Need I invest each output file in detail and then decide which need to be kept and add prefix?

xinliu005 commented 6 years ago

scaffolds.fasta – resulting scaffolds (recommended for use as resulting sequences) contigs.fasta – resulting contigs assembly_graph.fastg – assembly graph contigs.paths – contigs paths in the assembly graph scaffolds.paths – scaffolds paths in the assembly graph before_rr.fasta – contigs before repeat resolution

corrected/ – files from read error correction configs/ – configuration files for read error correction corrected.yaml – internal configuration file Output files with corrected reads

params.txt – information about SPAdes parameters in this run spades.log – SPAdes log dataset.info – internal configuration file input_dataset.yaml – input fastq file full path, read orientation, type (single or paired) assembly_graph_with_scaffolds.gfa – Assembly graph in GFA format warnings.log – all warnings

Suggestion: all files can be kept, but only scaffolds.fasta will be add prefix and used by the next step.

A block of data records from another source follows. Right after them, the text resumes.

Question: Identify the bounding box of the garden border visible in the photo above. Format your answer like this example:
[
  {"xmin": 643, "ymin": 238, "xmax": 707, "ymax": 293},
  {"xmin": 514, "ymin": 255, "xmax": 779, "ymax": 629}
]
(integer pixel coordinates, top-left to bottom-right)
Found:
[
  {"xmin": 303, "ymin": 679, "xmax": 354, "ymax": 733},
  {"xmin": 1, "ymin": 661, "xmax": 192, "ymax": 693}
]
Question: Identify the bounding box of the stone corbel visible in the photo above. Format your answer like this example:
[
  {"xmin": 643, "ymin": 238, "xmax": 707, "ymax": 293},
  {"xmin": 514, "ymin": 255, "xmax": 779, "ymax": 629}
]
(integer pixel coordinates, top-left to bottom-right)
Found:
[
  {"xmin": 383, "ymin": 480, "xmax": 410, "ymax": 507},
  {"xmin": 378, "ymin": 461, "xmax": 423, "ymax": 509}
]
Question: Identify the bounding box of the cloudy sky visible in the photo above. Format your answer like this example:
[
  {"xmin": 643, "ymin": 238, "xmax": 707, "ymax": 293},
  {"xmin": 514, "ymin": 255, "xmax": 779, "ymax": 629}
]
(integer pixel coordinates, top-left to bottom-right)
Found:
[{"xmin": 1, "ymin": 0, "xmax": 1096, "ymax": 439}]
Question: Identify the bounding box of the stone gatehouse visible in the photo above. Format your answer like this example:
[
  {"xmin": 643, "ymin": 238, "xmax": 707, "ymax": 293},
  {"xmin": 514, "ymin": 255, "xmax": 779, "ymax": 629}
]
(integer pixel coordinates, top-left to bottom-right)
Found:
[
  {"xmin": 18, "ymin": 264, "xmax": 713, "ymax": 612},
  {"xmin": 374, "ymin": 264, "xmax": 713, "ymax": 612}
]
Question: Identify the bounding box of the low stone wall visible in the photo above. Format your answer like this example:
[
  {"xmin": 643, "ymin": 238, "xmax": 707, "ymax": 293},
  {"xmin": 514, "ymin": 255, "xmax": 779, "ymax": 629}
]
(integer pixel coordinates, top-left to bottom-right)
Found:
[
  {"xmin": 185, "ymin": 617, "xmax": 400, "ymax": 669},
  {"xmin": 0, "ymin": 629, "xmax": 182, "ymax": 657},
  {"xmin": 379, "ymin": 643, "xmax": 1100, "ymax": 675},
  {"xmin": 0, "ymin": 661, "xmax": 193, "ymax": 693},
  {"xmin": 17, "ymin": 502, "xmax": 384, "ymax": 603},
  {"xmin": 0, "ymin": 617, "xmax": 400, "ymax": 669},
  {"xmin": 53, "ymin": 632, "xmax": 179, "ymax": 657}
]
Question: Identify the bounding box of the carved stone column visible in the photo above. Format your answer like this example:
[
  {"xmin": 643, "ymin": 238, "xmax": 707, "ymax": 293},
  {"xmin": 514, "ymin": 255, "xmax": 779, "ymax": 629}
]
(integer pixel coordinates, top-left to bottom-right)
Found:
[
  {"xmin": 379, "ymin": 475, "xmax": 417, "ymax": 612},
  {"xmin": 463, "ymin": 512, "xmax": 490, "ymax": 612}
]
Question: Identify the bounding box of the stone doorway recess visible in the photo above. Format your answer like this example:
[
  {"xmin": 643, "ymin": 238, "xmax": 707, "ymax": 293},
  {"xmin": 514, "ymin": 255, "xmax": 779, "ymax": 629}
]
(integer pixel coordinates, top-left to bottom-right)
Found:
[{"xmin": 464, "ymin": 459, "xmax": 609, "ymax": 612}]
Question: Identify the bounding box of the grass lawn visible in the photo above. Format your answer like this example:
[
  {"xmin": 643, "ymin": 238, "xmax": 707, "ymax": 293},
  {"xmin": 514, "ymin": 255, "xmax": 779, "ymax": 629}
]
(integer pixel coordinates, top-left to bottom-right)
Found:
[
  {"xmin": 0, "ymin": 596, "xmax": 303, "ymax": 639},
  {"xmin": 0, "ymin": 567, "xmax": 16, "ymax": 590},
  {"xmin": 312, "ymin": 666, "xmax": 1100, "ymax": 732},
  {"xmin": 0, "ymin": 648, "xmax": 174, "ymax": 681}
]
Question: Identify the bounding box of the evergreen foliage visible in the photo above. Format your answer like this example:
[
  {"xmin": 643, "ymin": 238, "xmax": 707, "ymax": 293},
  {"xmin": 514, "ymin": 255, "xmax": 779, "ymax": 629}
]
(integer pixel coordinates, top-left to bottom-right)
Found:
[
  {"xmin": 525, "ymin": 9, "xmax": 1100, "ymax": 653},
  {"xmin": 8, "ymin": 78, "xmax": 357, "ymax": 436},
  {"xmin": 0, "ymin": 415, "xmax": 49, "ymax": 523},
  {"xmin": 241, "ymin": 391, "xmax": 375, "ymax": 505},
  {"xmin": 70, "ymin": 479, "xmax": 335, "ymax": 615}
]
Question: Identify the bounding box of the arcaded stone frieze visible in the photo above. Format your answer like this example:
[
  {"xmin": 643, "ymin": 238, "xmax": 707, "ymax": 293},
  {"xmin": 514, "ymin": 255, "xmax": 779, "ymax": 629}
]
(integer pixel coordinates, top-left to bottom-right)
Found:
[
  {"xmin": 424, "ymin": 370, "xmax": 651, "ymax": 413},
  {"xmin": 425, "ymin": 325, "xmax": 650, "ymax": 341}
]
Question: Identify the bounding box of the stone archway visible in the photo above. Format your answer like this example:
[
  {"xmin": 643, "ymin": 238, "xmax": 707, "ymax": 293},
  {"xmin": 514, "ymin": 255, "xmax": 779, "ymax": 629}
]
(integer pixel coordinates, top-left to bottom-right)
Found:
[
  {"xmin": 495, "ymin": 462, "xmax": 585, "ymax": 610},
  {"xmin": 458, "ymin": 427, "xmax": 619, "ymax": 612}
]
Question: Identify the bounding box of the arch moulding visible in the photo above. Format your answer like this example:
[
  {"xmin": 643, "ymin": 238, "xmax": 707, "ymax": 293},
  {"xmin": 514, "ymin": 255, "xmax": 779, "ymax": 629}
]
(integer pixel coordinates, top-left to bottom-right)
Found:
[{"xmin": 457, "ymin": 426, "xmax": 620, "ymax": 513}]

xinliu005 commented 6 years ago

assembly.py: 1) arguments a) assembly_software: only spades or velvet permitted, otherwise print error + exit; if not provided, used spades as default. b) prefix: add prefix+assembly_software+run_type(single or paired) to the file name, and the file structure will be like ERR1234_spadessingle* 2) command: single: spades -s fq1 --careful --cov-cutoff auto -o output_dir paired: spades -1 fq1 -2 fg2 --careful --cov-cutoff auto -o output_dir 3) output: All output files from spades were written in working_dir, and then scaffolds.fasta and spades.log will be copied to out_dir with new names

quality_control.py: 1) arguments a) prefix: add prefix+qc_software+run_type(single or paired) to the file name, and the file structure will be like ERR1234_trim_galoresingle*

utilities.py: Two new methods added: class fileutils(object): def add_file_prefix(self,source_fpath,prefix):
def copy_file_add_prefix(self,source_fpath,outdir,prefix):

assembly.py, quality_control.py, and utilities.py were tested and will be committed in.

xinliu005 commented 6 years ago

assembly.py, quality_control.py, and utilities.py were successfully committed.